Un problema di sicurezza nazionale. È uno dei mantra più ripetuti, negli ultimi mesi, quello che associa le intrusioni da parte di criminali cibernetici (impropriamente definiti “hacker”) con la minaccia di danni alle infrastrutture cruciali degli
Stati Uniti. Vi si è fatto cenno nel rapporto della commissione del Congresso che ha suggerito l’estromissione dal mercato americano delle due aziende cinesi
Zte e
Huawei, viste come potenziali cavalli di Troia per aggressioni informatiche, vi è tornato sopra di recente il segretario alla Difesa
Leon Panetta in un discorso ai responsabili della sicurezza del governo; si è unito al coro l’Fbi questa settimana, con un comunicato in cui ha annunciato di aver iniziato a dare la caccia agli “hacker” 24 ore al giorno, sette giorni su sette.
Non che prima gli agenti federali stessero a guardare, ma l’intensificarsi degli attacchi ha portato il bureau a mettere in piedi una struttura ad hoc. Oggi gli agenti possono riferire qualsiasi anomalia al “
Cyber Watch Command” della divisione cibernetica dell’Fbi, i cui esperti cercheranno di individuare eventuali pattern ricorrenti o possibili similitudini esistenti fra più segnalazioni. L’idea è quella di identificare una sorta di “firma digitale”di un attacco, in modo da potersi rivalere sull’autore dello stesso.

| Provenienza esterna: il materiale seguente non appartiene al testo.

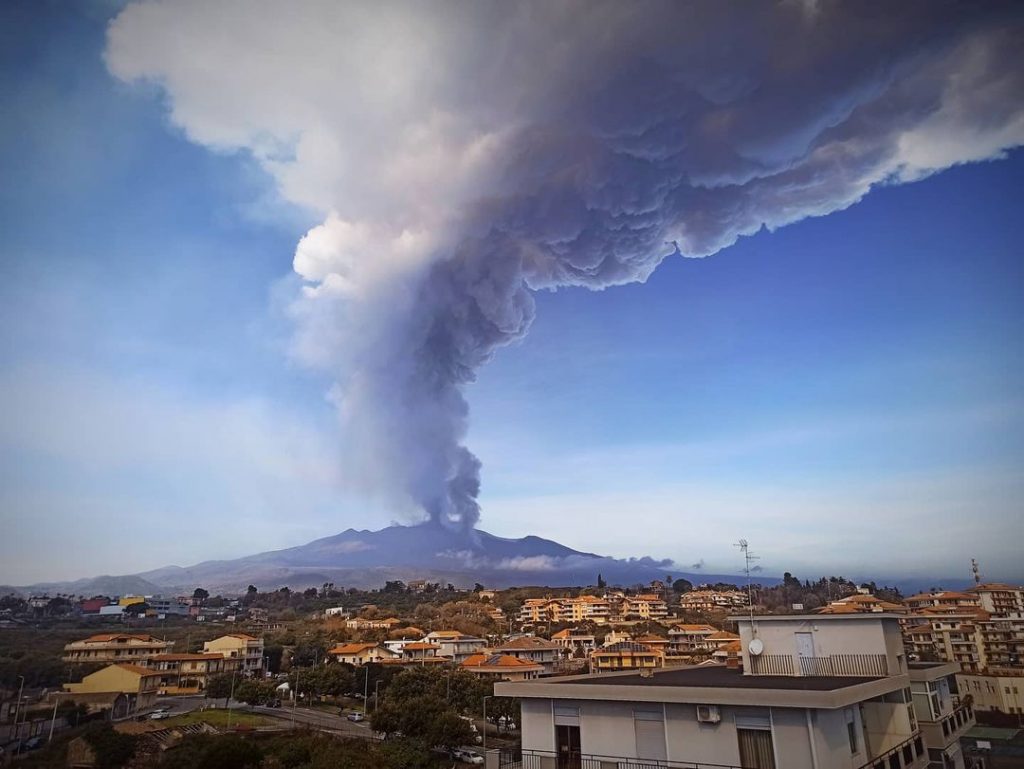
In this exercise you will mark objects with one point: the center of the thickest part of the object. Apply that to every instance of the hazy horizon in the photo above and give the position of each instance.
(712, 275)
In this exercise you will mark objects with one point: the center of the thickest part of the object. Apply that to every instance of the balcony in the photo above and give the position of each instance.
(907, 755)
(949, 728)
(513, 759)
(864, 666)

“I potenziali aggressori – ha detto Panetta – devono sapere che gli Usa hanno la capacità di localizzarli e ritenerli responsabili di qualsiasi azione volta a danneggiare l’America”. Una frase ad effetto, che, come il comunicato del bureau, lascia però piuttosto fredda e scettica la comunità degli esperti di cyber sicurezza.
Sicuramente l’Fbi, combinando il monitoraggio tecnologico con il lavoro sul campo è in grado di ottenere risultati significativi: lo ha dimostrato infiltrando il gruppo di hacker LulzSec e costringendo il loro capo, il programmatore noto con il nickname Sabu, a collaborare in cambio di uno sconto di pena.
Ma in altri casi può essere molto difficile risalire alla sorgente di un attacco e perseguire i responsabili, specie quando questi ultimi vivono in paesi come Russia o Cina, dove non sono in vigore trattati di estradizione con gli Usa. O quando i cyber criminali si nascondono dietro un labirinto di computer infetti, controllati all’insaputa dei proprietari, quella che in gergo si chiama una “botnet”. La strategia più efficace sembra essere sempre quella dell’infiltrazione e della coazione a collaborare di qualche intruso colto con le mani del sacco: è l’elemento umano, come sempre, l’anello debole, ed è su quello che è più facile fare leva.